Empresa minera realiza desprolijos controles a los trabajadores para evitar propagar al coronavirus.

Los controles estuvieron a cargo de un agente de seguridad privada de una empresa contratada por la minera.
Un grupo de trabajadores mineros denunció la situación y la empresa tuvo que rearmar su protocolo.

Un grupo de trabajadores de la contratista MD Perforaciones se dirigía el sábado al mediodía a la mina gestionada por Yamanagold con el fin de realizar unos trabajos en el complejo, en Cerro Moro, a unos pocos kilómetros de Puerto Deseado, cuando fueron detenidos por un control de seguridad activado por esta misma empresa.

EL control se hacía para evitar la potencial propagación del coronavirus en la mina por medio de prohibir la entrada a los trabajadores que presenten síntomas o hayan estado en contacto con personas que portan la enfermedad o estén en cuarentena.
El procedimiento hubiera sido tolerado si se realizaba con planificación y organización, pero han sido dos características ausentes en el despliegue. Que ni siquiera fue llevado a cabo por la minera en sí, sino que prefirió tercerizar el esfuerzo en la empresa que se encarga de la seguridad privada en el lugar.

Al revés del cuidado y el profesionalismo que se debería tener en casos como este, el control se llevó a cabo con total desprolijidad y desorganización.
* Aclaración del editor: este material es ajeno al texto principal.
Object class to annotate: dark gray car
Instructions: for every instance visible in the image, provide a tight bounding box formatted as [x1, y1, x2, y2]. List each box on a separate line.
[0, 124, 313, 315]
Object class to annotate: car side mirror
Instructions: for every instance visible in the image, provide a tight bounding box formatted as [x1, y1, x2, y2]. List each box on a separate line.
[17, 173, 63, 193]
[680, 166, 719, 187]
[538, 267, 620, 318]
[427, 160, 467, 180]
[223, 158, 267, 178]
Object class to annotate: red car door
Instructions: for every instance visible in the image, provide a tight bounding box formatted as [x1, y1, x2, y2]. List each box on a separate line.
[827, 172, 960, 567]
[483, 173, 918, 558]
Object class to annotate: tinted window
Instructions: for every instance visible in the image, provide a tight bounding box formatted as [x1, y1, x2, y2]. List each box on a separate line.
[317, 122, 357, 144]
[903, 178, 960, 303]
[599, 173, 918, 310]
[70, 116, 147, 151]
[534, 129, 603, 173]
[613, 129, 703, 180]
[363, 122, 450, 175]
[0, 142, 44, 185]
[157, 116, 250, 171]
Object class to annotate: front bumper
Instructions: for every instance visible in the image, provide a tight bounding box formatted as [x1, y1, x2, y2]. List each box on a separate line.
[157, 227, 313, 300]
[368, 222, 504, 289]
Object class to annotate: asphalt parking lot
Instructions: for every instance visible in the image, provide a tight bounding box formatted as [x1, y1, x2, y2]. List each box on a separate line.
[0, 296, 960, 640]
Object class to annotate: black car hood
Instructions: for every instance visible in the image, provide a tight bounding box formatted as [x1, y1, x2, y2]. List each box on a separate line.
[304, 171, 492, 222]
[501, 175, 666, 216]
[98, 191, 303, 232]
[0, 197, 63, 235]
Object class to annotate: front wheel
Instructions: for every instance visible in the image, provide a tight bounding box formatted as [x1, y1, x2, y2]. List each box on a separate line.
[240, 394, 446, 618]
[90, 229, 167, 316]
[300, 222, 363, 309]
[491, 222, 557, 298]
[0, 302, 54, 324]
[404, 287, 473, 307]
Los trabajadores jamás fueron avisados al respecto. Y el personal que siguió el procedimiento no estuvo a la altura profesional que implican las circunstancias.

Los guardias de seguridad no contaban con la protección adecuada, tampoco hubo control de la temperatura corporal ni verificación de síntomas. A los trabajadores de la contratista les fue ofrecido un formulario que llenaron, pero en ese contexto de incomodidad e inseguridad generado por el amateur protocolo desplegado, prefirieron no ingresar al yacimiento minero.

Este episodio fue denunciado por un grupo de trabajadores agremiados a la Asociación Obrera Minera Argentina (AOMA) y tuvo su repercusión en Yamanagold, que decidió rearmar el protocolo.

No se trata de un episodio aislado, sino que se vincula a una falta de coordinación en las políticas de control sanitario que llevan a cabo las empresas mineras en la provincia respecto al problema del coronavirus. Mientras algunas se ajustan a un procedimiento a la altura de las circunstancias, otras deciden tercerizar y precarizar al personal a cargo de estas situaciones contratando empresas que no están preparadas.

Habrá que ver si, en este caso, los cambios se orientan a la seriedad y el compromiso que corresponde tener respecto al cuidado de la salud pública.